Este libro es uno de los 59 títulos seleccionados en el segundo boletín del Comité de valoración de libros Troquel.
Puede tomarse como una declaración de principios o una forma de entender el oficio: “Publicamos libros para lectores sin edad y con capacidad de asombro”. Eso es Limonero, una incipiente editorial argentina, que brega por difundir el libro ilustrado, y que hasta el momento ha publicado cuatro obras. Tres de ellas son traducciones y Eso no se hace asoma como su primera campeada local.
Laura Wittner (poeta, traductora, bloguera) y Carlos Junowicz dan vida a este poema y álbum ilustrado que habla de dos mundos. Uno de ellos comienza en la portada gris, con una ventana cerrada y dos aves revoloteando cerca.
¿Qué es lo que se hace?
¿Qué no?
Primero se abre la ventana y emerge un joven de pelo crespo, un poeta adolescente, que ya luego en el interior del hogar, con una luz cálida, comienza a escribir como si de un juego se tratara: “Los tigres no titilan. / Los minutos no salpican”.

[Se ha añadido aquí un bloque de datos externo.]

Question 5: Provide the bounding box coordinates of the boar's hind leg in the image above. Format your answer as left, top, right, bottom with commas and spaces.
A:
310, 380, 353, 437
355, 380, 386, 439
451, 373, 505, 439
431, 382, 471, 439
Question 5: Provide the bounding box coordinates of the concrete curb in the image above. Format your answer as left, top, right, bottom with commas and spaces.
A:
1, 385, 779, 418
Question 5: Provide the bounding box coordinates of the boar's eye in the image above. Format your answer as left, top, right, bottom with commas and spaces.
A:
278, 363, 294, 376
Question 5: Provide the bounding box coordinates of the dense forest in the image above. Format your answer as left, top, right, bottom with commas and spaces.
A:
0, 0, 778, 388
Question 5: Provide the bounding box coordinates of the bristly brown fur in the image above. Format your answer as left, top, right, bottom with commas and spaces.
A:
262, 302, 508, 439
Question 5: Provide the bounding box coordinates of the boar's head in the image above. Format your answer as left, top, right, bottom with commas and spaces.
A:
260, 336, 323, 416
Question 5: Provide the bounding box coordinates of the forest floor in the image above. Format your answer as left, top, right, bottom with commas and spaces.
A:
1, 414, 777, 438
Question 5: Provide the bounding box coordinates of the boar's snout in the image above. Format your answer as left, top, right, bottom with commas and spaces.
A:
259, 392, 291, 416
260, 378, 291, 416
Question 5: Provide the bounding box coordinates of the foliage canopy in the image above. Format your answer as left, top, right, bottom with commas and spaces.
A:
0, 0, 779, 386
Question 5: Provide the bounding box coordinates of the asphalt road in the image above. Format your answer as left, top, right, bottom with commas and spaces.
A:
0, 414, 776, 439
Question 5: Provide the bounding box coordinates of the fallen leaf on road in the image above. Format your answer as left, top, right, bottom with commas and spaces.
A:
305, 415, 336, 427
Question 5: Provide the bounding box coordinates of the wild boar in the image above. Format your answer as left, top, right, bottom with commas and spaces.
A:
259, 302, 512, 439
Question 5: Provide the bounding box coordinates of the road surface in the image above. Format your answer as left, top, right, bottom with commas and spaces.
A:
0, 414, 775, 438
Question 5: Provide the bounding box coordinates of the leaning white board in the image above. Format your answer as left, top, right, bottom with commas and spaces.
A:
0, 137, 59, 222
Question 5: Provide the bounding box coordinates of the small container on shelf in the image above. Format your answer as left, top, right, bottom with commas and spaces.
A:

La continuación de este poema gobernado por el no cambia tanto de personaje como de escenificación. El poeta adolescente da paso a un niño común y silvestre que irá caminando la ciudad mientras resuenan los versos marcados por este adverbio de negación. La atmósfera que logra crear Carlos Junowicz (este es su primer libro) es inquietante; el niño en su deambular pareciera ir aprehendiendo la poesía.
Si es así, tratamos con un texto que se inclina hacia un arte poética, como ya ha sugerido la lectura del crítico Germán Machado. Entonces, para descubrir el segundo mundo que se avecina caen de pie estas palabras de Vicente Huidobro: “Que el verso sea como una llave/ que abra mil puertas”.
Sin perder el ritmo, Laura Wittner (o mejor dicho, el poeta adolescente) pega un giro, interpela al lector y le dice: “Pero mientras leías este poema titilaron los tigres/ y hubo azúcares tronando y minutos salpicando”. Desde allí, la ilustración nos sumerge en un mundo diferente, donde la libertad de imaginar ha sido reivindicada y reinventada. Y quien lo hace, a fin de cuentas, es el lenguaje.
La palabra se transforma en fiesta; explota de dicha. Pero a no engañarse, este goce ha costado. Si en un primer momento las palabras dolían y luego terminan siendo éxtasis es, en gran medida, por mediación del oficio poético. Y, a mí modo de ver, ese esfuerzo por destrabar el cajón donde queda muchas veces relegada la poesía es representado por la tortuga quien, página a página, avanza hasta situar en una doble página excelsa a los dos protagonistas, el niño y el poeta. Debemos poner atención a esa imagen en la cual poeta y niño se miran desde distintos ángulos porque allí radican viejas posibilidades de entender la vida.
Bien Limonero. Bien porque cumple con creces lo que promete. Al menos yo, tomo el camino que se pierde en la curva de esta última página y vuelvo a transitar con asombro por las calles de mi ciudad.